DDIA Chapter 1: Reliable, Scalable, and Maintainable Applications

Many applications are data-intensive instead of compute-intensive, for example:

  • Store data so that they, or another application, can find it again later (database)
  • Remember the result of an expensive operation, to speed up reads (caches)
  • Allow users to search data or filter in carious ways (search indexes)
  • Send a message to another process, to be handled asynchronously (stream processing)
  • Periodically crunch a large amount of data (batch processing)

When building an application, we need to figure out which tools and which approaches are the most appropriate for the task at hand.

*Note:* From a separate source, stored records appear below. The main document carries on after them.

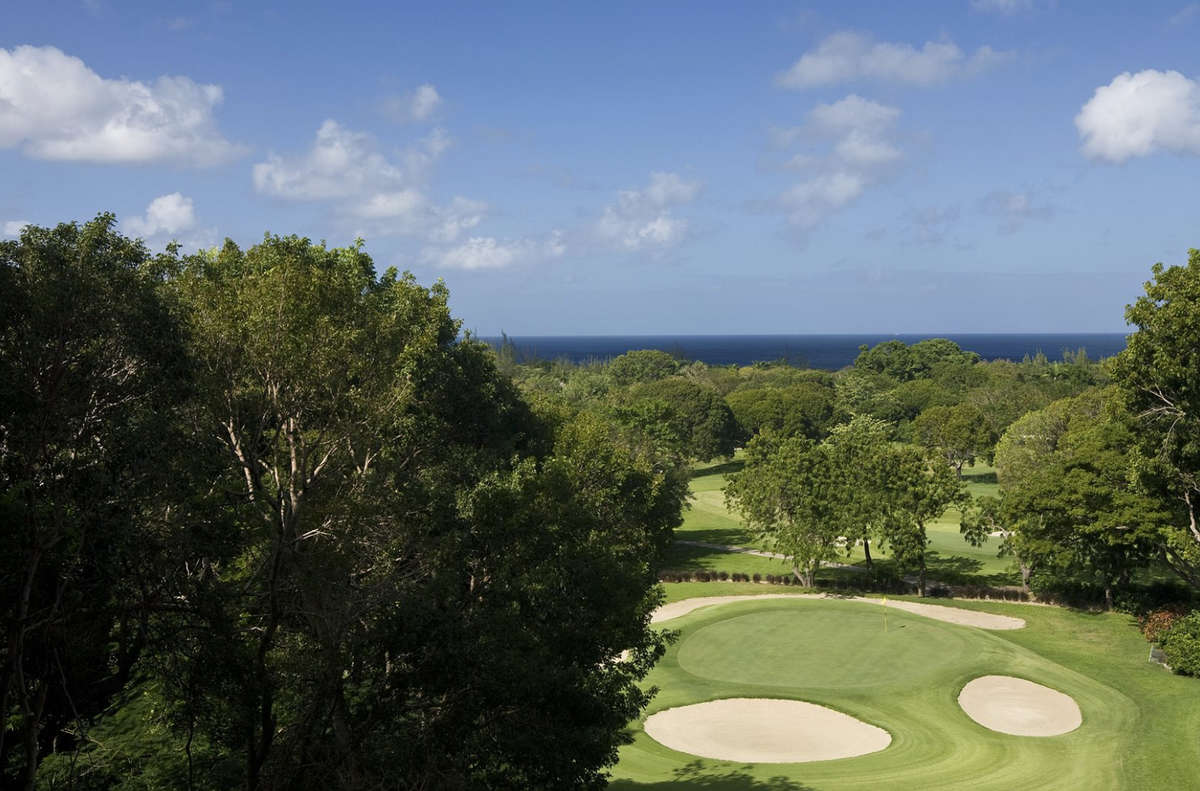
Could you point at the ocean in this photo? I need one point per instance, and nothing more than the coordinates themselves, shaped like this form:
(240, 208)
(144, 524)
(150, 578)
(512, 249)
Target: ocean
(829, 352)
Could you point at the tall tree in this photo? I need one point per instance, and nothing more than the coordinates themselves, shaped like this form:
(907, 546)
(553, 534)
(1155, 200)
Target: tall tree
(792, 492)
(918, 490)
(1158, 375)
(91, 370)
(419, 557)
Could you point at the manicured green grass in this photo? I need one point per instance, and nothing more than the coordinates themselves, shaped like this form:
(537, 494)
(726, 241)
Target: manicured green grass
(1139, 720)
(951, 558)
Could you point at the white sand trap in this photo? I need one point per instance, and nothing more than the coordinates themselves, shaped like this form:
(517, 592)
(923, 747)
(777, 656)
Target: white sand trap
(936, 611)
(759, 730)
(1019, 707)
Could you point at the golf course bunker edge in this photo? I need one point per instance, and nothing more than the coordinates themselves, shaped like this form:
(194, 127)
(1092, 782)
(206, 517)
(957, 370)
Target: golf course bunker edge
(1019, 707)
(765, 730)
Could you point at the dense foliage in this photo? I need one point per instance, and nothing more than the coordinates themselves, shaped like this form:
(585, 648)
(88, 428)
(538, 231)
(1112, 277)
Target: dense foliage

Thinking About Data Systems

Many new tools for data storage and processing emerged recently, they are optimized for a variety different use cases, and they no longer neatly fit into traditional categories. For example, Redis are datastores that are also used as message queues, Kafka are message queues with database-like durability guarantees.

We will focus on 3 concerns that are important in most software systems:

Reliability: The system should continue to work correctly (performing the correct function at the desired level of performance) even in the face of adversity (hardware or software faults, and even human error).

Scalability: As the system grows (in data volume, traffic volume, or complexity), there should be reasonable ways of dealing with that growth.

Maintainability: Over time, many different people will work on the system (engineering and operations, both maintaining current behavior and adapting the system to new use cases), and they should all be able to work on it productively.

Reliability

Reliability means “continuing to work correctly, even when things go wrong”.

The things that can go wrong are called faults, and systems that anticipate faults and can cope with them are called fault-tolerant or resilient.

Note that a fault is different than a failure. It is impossible to reduce the probability of a fault to zero; therefore it is usually best to design fault-tolerance mechanisms that prevent faults from causing failures.